C’est lors de la Révolution française que naît le clivage gauche/droite que nous connaissons encore actuellement, entre d’une part les partisans de l’ordre, de la propriété privée et de la responsabilité personnelle (à droite du président de l’assemblée) et les partisans d’un progrès égalitaire organisé par l’Etat (à gauche). Au pays des Droits de l’homme et des Lumières, ces clivages étaient cependant voués à disparaître, devenus inutiles dans la nouvelle société égalitaire et immuable, régie par la Raison et par la Science. Les groupements politiques (on ne parlait pas encore de partis), furent interdit, ce qui favorisa l’individualisme en politique. Les deux premiers partis français furent crées en 1901 et 1905 puis légitimés par la constitution de 1958. Ces deux partis étaient le Parti radical et le SFIO (Section française de l’Internationale ouvrière). La droite, individualisme oblige, mit plus de temps à s’organiser de la sorte.
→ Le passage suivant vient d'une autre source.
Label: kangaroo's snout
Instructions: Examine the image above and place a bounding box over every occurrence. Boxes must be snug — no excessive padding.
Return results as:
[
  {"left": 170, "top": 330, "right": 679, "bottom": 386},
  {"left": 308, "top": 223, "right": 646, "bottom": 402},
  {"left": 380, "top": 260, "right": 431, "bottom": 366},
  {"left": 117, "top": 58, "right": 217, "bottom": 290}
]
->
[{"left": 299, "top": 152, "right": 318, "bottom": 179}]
Le système politique français, majoritaire à deux tours, permet un marquage plus ou moins prononcé du clivage gauche/droite, qu’on retrouve encore aujourd’hui sous une forme inspirée de la Révolution. Nous en reparlerons plus tard.
En Belgique, on le sait, l’histoire politique est moins longue et tout à la fois plus houleuse et moins violente que celle de nos voisins. Elle commence cependant par une révolution qui boute hors du pays les Hollandais et proclame le français comme langue unique. Le droit de vote, élément primordial de l’organisation particratique, n’était alors accordé qu’aux hommes de plus de 25 ans payant un certain montant d’impôt : le cens. La quantité d’électeurs n’était alors que de plus ou moins 90.000 personnes. La guerre faisait alors rage entre les deux grandes familles politiques : les catholiques et les libéraux, pour admettre ou exclure telle ou telle catégorie d’électeur. C’est de cette période qu’est par exemple né le droit d’accise sur l’alcool, remplaçant la taxe sur les débits de boisson et empêchant les cafetiers de payer la quote-part d’impôt nécessaire au droit de vote. D’extension en élargissement du droit de vote et d’éligibilité aux capacitaires (1883), aux femmes (1948) et aux jeunes de plus de 18 ans (1969 et 1981), le paysage politique belge s’est fortement modifié. Les symboles en étant bien sûr la naissance et le succès du Parti ouvrier (ancien PS) ainsi que la disparition (presque) totale du catholicisme en politique, en Wallonie tout
du moins.
Ces différentes évolutions ont profondément changé la manière de se faire élire et le profil des élus. À l’heure actuelle, il ne suffit donc plus d’être riche et uniquement attentif aux intérêts d’une minorité d’industriels et de nobles. Il faut être à l’écoute de chaque citoyen et tenter de « coller » au plus près de leurs aspirations, projet plutôt noble en soi mais vecteur de dérives potentielles telles que la politique-spectacle, le clientélisme ou la présence de «stars » muettes sur les listes électorales. D’une sorte de club fermé où les ordres venaient d’en haut (du Vatican ou des industriels), la politique s’est transformée par certains aspects en un spectacle où il faut à tout pris séduire un électeur tout-puissant, d’autant plus que les groupes d’intérêts organisés en lobbies sont toujours bien présents en coulisses.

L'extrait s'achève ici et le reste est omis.